Sanskrit Language Enconversion to Universal Networking Language (UNL)
Loading...
Date
Authors
Journal Title
Journal ISSN
Volume Title
Publisher
Abstract
Machine Translation (MT) has been the prime research area in last few decades. Researchers
from different domains like statistics, linguistics, mathematics, artificial intelligence and
philosophy have been witnessed to work on solving various problems related to MT. Several
methodologies have been used by researchers to develop MT systems for different languages.
Developing MT system based on Universal Networking Language (UNL) is also an effort in
the direction of MT field. UNL was first launched in 1996 by United Nations University
(UNU) at Institute of Advanced Studies, Tokyo Japan. Key components of UNL for natural
language processing are EnConverter and DeConverter. The first component is used to
convert the Natural Language (NL) sentence into equivalent UNL statements and the second
component performs the reverse operation i.e. generates the NL from UNL expressions.

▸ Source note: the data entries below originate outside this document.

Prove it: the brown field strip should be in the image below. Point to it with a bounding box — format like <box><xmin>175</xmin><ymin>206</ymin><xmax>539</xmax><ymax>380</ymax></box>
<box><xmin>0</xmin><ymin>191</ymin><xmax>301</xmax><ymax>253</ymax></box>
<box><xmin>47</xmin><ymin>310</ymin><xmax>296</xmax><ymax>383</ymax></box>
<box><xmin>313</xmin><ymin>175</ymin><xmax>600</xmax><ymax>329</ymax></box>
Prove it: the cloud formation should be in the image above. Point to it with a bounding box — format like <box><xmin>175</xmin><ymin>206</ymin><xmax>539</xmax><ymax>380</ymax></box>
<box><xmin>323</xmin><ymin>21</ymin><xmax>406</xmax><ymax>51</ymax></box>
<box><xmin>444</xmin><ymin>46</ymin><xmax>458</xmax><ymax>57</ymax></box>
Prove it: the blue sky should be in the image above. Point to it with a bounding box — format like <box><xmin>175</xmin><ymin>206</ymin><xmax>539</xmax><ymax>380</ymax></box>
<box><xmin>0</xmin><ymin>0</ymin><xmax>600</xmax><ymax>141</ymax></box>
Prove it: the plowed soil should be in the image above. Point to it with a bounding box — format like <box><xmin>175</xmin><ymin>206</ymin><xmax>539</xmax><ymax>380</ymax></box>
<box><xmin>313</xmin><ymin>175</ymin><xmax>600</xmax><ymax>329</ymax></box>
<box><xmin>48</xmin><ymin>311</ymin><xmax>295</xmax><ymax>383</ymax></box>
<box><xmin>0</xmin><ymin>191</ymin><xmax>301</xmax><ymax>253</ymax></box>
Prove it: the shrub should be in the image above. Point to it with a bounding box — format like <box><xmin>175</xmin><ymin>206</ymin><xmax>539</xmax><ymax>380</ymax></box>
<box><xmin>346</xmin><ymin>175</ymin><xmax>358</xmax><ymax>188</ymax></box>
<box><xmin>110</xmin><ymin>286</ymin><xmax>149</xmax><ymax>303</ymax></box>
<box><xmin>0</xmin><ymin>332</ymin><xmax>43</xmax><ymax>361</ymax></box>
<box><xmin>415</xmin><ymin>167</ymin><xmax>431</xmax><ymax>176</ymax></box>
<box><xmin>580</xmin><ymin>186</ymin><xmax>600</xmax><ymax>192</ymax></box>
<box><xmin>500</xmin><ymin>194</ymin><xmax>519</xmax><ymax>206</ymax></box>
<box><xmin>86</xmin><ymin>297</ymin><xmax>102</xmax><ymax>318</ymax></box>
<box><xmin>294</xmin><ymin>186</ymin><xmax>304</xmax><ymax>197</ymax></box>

The
focus of the research work carried out in this thesis is on the development of Enconverter
system for Sanskrit language.
The thesis starts with introduction part which provides information about the importance of
machine translation in today’s multilingual world, Sanskrit language structure, UNL system,
need of MT, problems faced during MT development and the comparison of UNL with other
systems. This work also highlights a comprehensive survey of MT approaches, existing
MT systems, linguistic tools, data repositories and MT platforms. Among the available
research in machine translation system, it is found that a little work has been done by the
researchers for Sanskrit language MT development. The work that has been done, does not
take care of application of neural network for designing stemmer, tagger, parser as well as
translator for developing Sanskrit MT system. Further keeping in mind the research gaps
from the survey there is a need to develop a new Sanskrit MT system which could perform
translation in multiple languages simultaneously with less effort. In this work, a new MT
system “SANSUNL” for Sanskrit language is proposed which translates Sanskrit to UNL expressions. The proposed “SANSUNL” MT system consists of seven layers. Each layer is
having its unique functionality that includes pre-processing, Part-of-Speech (POS) tagging,
parsing, node-list creation, case marker identification, unmatched word handling and UNL
expression generation. It uses state-of-the-art technology i.e. neural network for POS tagging
and CYK parsing algorithm for language parsing. A new Sanskrit grammar and a new
algorithm is proposed for parsing and generating the parse tree for Sanskrit text. The system
also uses a new stemmer to find the base form of words to perform the shallow parsing of input
text. To test and evaluate the proposed system five data-sets has been used. The system is
evaluated using both traditional methods which includes Fluency score and adequacy score as
well as automatic evaluation method Bilingual Evaluation Understudy (BLEU) score. From
result analysis it is found that the proposed system is performing very well and effectively
translate Sanskrit text to UNL expressions. A new Sanskrit to English MT system is also
proposed which uses layers of “SANSUNL” system. The system is tested on 500 Sanskrit
sentence data-set and evaluated using fluency, adequacy and BLEU score. Finally the thesis
is concluded with the perspective of future work.